Impact of IMforte for Clinicians
The IMforte maintenance regimen is the third approval in the frontline ES-SCLC space alongside carboplatin, etoposide, and atezolizumab based on the IMpower133 trial, and carboplatin, etoposide, and durvalumab based on the CASPIAN trial. While ES-SCLC remains difficult to treat, the IMforte data build upon earlier improvements in outcomes achieved with immunotherapy-based induction and maintenance approaches, noted Ticiana Leal, MD, of Winship Cancer Institute of Emory University.
The panelists discussed which patients may not be appropriate candidates for maintenance. In IMforte, to be eligible for maintenance randomization, patients had to have recovered hematologic parameters, no disease progression, and good performance status. “I think we will know [ineligible patients] when we see them, certainly if someone is progressing, we don’t talk about maintenance therapy, we talk about second-line treatment, it really would be a different strategy,” Dr. Liu said. If patients have prolonged cytopenias, this may not be the ideal strategy, he noted.
Is Lurbinectedin Effective For CNS Involvement?

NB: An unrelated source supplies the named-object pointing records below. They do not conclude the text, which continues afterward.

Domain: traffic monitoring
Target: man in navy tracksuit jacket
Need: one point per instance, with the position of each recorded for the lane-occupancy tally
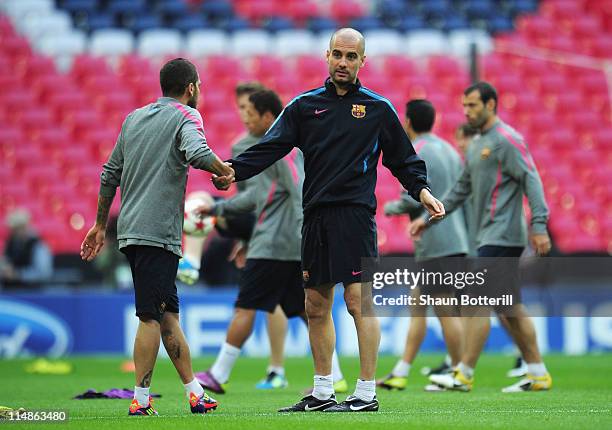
(341, 128)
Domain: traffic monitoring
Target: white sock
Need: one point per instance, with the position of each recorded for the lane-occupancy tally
(142, 396)
(225, 362)
(401, 369)
(466, 370)
(195, 262)
(193, 387)
(336, 371)
(365, 390)
(536, 369)
(323, 387)
(279, 370)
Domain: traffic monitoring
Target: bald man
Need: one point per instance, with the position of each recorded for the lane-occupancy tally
(341, 128)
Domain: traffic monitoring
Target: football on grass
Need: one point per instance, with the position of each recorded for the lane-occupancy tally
(195, 224)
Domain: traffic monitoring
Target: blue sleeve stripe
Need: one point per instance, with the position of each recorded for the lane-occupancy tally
(365, 160)
(310, 93)
(378, 97)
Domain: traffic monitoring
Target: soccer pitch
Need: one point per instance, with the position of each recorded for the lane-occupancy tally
(581, 397)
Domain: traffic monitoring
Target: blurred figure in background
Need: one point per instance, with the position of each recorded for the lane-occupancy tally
(111, 262)
(440, 248)
(499, 171)
(272, 275)
(27, 259)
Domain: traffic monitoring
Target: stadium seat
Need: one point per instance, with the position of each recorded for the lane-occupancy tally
(111, 42)
(294, 42)
(38, 26)
(17, 9)
(383, 42)
(97, 21)
(201, 43)
(300, 11)
(159, 43)
(409, 23)
(322, 24)
(345, 10)
(274, 24)
(80, 6)
(131, 7)
(171, 9)
(217, 9)
(461, 40)
(245, 43)
(144, 22)
(189, 23)
(256, 11)
(422, 43)
(63, 47)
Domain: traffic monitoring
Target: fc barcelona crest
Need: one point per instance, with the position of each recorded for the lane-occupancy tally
(358, 111)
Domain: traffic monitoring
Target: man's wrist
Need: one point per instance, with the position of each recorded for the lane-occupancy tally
(422, 189)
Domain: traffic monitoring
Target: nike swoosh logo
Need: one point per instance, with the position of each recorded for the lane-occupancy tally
(307, 408)
(358, 408)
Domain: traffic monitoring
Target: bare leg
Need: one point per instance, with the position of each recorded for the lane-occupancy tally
(176, 346)
(452, 330)
(240, 327)
(477, 327)
(416, 333)
(368, 330)
(523, 332)
(146, 347)
(277, 332)
(194, 246)
(321, 331)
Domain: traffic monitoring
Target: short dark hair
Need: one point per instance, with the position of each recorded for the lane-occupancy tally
(176, 75)
(248, 88)
(467, 130)
(486, 90)
(266, 101)
(421, 114)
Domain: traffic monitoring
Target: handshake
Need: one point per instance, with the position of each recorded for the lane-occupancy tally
(223, 175)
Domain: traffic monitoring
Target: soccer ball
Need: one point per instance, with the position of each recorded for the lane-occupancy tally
(194, 224)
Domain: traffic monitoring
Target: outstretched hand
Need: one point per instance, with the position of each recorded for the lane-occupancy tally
(222, 182)
(432, 205)
(93, 242)
(540, 243)
(224, 177)
(417, 227)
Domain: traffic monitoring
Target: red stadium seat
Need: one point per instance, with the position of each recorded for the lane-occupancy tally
(86, 66)
(344, 10)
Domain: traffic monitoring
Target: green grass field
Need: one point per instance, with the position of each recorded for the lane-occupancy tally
(581, 398)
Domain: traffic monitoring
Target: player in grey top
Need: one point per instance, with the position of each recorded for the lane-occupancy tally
(448, 238)
(155, 148)
(499, 170)
(272, 275)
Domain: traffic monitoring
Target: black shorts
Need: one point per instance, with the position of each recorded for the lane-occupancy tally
(154, 274)
(238, 226)
(502, 272)
(264, 284)
(334, 240)
(439, 273)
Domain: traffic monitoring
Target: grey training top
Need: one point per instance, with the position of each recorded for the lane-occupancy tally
(275, 195)
(449, 236)
(242, 202)
(499, 169)
(150, 162)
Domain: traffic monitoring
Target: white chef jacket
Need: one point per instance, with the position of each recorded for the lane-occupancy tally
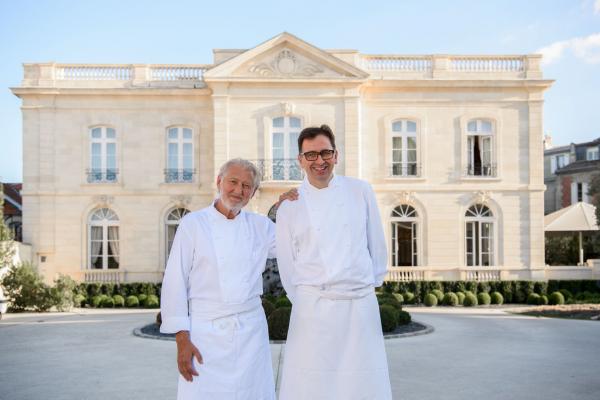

Overall, lurbinectedin does not have substantial evidence for central nervous system (CNS) activity. The IMforte protocol allowed up to 9 weeks of prophylactic cranial irradiation between the end of induction and the start of maintenance. While CNS involvement is not a contraindication for lurbinectedin use, additional radiation therapy ideally should be pursued, suggested Dr. Liu. “Those patients, if anything, are at higher risk for relapse, and potentially are more likely to gain a benefit from a more aggressive maintenance strategy,” he said.
Key Takeaways
In closing, Dr. Liu addressed potential concerns regarding maintenance strategies and whether saving treatments for the second-line setting would be more effective. Crucially, less than half of patients with SCLC receive any second-line therapy.
“The point of this maintenance strategy is to be proactive to prevent progression and give our patients more time,” Dr. Liu said. “If we wait until progression, many patients won’t start any second line therapy despite approved options because the act of progression itself can be fatal or make patients too sick.”
Drs. Preeshagul and Leal both stressed the importance of shared and informed decision-making with individual patients, agreeing that the lurbinectedin maintenance strategy is an important and exciting advancement for patients with ES-SCLC, and will likely be an option discussed with the majority of eligible patients.